Assiégé par le régime en Iran, en proie à une répression soutenue en Turquie, sous le feu en Irak et en Syrie, le destin du peuple kurde est-il en train de vaciller à nouveau ?
Si l’on en juge par l’érosion du très large soutien international dont les Kurdes bénéficiaient durant la guerre contre l’organisation État islamique, tout porte à le croire. Même les forces américaines, dont une des bases a été visée par une frappe turque à la fin du mois de novembre, ont condamné l’acte du bout des lèvres.
Le général Pat Ryde, missionné par le ministère de la Défense, a indiqué pudiquement que ces attaques « mettaient en danger les troupes américaines » et « qu’elles menaçaient de saper des années de progrès dans la guerre contre l’État islamique ».
Des déclarations timides, d’autant que du côté kurde, le commandement des Forces démocratiques syriennes (FDS) a fait état de plusieurs dizaines d’évasions de familles de djihadistes du camp de prisonniers d’al-Hol, à la suite de frappes turques. Lors de la dernière opération turque en octobre 2019, près de 750 personnes liées à Daech avaient pu s’échapper des camps de rétention selon différentes sources.

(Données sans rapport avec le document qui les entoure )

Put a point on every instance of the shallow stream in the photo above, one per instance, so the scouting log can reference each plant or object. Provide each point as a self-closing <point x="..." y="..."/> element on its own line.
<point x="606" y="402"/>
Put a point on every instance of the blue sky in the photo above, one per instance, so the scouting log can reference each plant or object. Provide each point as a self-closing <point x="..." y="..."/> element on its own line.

Isolés, les Kurdes sont-ils réduits à voir l’histoire se répéter ? Sur le terrain, ils semblent s’y préparer. De l’Irak à la Syrie, toutes les forces sont sur le qui-vive. Une situation anxiogène mais pas exceptionnelle : bouc-émissaire de pouvoirs en difficulté, variable d’ajustement pour les grandes puissances régionales, le peuple kurde a appris, dans sa longue histoire, à ne compter que sur lui-même. Ce lourd contexte leur laisse un goût amer et beaucoup de questions. Et si le pire était encore à venir ?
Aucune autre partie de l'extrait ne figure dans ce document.